Los diseños en papel habían gustado al jurado y las fotos que acompañaban a éstos con el vestido terminado sobre un maniquí hicieron el resto. Era una de las diez finalistas del certamen de jóvenes creadores que se fallaría en la siguiente edición de la pasarela Cibeles.

El día del certamen se trasladó temprano al parque del Retiro donde tendría lugar el evento, dio los últimos retoques al vestido basándose en las medidas de la modelo que le habían asignado y que aunque aún no estaba por allí, con los datos que tenía, lo dejaría listo para la prueba. Pero la modelo no llegaba. De hecho no llegó. Cuando quedaban veinte minutos para la gran prueba la organización le asignó otra chica que, si bien morfológicamente era parecida, no llegaba a la estatura de la prevista. Los nervios empezaban a poder con Clara mientras pedía a la modelo unos giros aquí y otros allá. Y fue al dar el primer paso, a falta de cinco minutos para el inicio, cuando un traspié dio con la chica en el suelo y el vestido desgarrado desde el hombro hasta la cintura. Clara no podía creerlo. Su gran oportunidad convertida en jirones.

Entonces apareció en el back stage su abuela Mada como una aparición y abrazó a Clara por detrás. Algo le susurró al oído antes de que ambas le quitaran el vestido a la modelo, se fueran a un rincón y, lejos de la vista de los demás concursantes y sus respectivas modelos, se inclinaran sobre la maltrecha creación de Clara.
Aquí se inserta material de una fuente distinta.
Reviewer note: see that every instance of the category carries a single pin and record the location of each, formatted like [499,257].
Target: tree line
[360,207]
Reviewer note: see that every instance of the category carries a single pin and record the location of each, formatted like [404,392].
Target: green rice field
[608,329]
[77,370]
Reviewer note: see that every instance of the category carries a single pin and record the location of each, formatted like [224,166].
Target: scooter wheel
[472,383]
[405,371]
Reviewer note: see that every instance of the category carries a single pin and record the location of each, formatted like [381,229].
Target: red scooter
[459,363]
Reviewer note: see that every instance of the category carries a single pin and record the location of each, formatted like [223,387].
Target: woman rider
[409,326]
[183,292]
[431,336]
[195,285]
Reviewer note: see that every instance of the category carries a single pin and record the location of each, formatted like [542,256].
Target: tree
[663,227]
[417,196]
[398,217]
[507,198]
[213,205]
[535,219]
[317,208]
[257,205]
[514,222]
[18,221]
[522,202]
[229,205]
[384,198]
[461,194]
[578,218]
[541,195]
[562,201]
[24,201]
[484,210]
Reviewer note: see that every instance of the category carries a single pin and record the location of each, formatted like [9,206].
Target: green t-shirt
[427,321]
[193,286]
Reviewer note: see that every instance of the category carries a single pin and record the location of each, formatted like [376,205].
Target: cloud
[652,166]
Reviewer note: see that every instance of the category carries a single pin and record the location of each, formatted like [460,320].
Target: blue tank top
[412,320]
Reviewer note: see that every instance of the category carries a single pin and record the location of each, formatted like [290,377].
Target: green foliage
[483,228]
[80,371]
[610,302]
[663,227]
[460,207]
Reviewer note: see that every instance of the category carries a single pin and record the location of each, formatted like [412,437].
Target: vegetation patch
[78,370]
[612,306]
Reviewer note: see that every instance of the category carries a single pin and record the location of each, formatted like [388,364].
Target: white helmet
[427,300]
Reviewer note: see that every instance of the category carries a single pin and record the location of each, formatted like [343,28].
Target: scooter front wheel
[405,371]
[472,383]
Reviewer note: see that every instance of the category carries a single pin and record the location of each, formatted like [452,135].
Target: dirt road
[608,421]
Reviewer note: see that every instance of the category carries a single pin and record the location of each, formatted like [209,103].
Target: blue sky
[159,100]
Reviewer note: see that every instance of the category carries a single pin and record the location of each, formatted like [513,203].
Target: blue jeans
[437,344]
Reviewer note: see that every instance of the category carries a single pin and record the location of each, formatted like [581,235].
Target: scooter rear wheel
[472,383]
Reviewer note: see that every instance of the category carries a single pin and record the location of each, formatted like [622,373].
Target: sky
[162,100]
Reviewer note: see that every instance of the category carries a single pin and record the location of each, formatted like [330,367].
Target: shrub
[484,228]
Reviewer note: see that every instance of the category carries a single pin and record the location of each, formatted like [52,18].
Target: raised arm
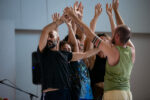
[55,17]
[46,30]
[71,35]
[88,44]
[109,50]
[115,5]
[119,22]
[82,55]
[110,15]
[98,10]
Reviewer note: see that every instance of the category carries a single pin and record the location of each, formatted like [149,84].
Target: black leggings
[62,94]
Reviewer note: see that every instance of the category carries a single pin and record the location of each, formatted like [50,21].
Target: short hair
[124,33]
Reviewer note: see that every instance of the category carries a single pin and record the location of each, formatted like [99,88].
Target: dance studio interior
[21,25]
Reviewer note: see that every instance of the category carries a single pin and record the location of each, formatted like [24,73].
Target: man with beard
[120,58]
[55,70]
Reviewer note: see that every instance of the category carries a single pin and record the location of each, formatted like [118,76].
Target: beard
[51,44]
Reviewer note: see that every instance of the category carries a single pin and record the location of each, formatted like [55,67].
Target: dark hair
[124,33]
[62,43]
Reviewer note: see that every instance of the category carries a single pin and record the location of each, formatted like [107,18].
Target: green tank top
[117,77]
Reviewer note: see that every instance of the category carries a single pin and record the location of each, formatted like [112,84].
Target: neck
[54,49]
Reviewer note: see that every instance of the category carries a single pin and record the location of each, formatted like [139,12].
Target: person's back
[117,77]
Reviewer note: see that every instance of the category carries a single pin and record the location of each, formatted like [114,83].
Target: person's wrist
[115,9]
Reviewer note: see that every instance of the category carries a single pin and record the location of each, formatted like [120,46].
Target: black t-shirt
[98,71]
[55,69]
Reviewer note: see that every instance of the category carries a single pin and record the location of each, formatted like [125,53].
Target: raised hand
[69,11]
[55,17]
[98,10]
[78,8]
[115,4]
[109,9]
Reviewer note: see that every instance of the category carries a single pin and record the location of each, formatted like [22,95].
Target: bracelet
[96,41]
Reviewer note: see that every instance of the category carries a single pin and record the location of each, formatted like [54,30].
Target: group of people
[85,65]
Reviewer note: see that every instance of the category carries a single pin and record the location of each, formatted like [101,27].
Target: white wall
[26,43]
[35,14]
[140,79]
[7,58]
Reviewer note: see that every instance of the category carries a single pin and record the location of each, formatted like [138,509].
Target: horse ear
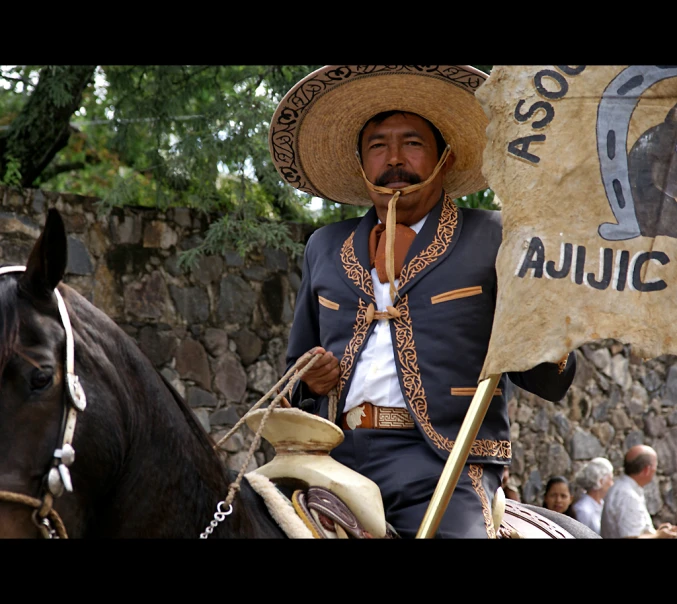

Las primeras modelos empezaron a desfilar. Se oían aplausos. Diez minutos después la modelo de Clara se había vestido con la segunda versión del vestido. Si la primera era desenfadada ésta era atrevida, alegre, fresca y llena de telas sueltas que volarían a su paso por la pasarela. Y así fue. Erguida como ellas sólo saben hacerlo, con esos pasos cruzados y el vaivén de los brazos, la modelo paseó el vestido de Clara por la pasarela Cibeles. El jurado miró atónito el modelo, para volver a fijarse en los bocetos sobre papel que le había entregado la organización. Era el mismo pero con un giro sorprendente, lleno de imaginación, con unos colores pardos que extrañamente brillaban más que cualquier otro tono vivo. El asombro se convirtió en admiración. Y la admiración en aprobación. Y aplausos.

Cuando nombraron a Clara vencedora del concurso de jóvenes diseñadores, ella estaba cogida de las manos de Mada, la que le había enseñado todo, la que le había regalado su máquina de coser, la que le enseñó a amar este oficio. Y como no podía ser de otra manera salió con su abuela a recoger el premio sobre la pasarela, una beca para la prestigiosa École de Haute Couture de París.  


Los flashes le hacían cerrar los ojos. Y entre los aplausos y la emoción las lágrimas buscaban hueco para salir. Clara se encogía mientras agarraba su camiseta. En ella una frase rezaba “Life just happens”.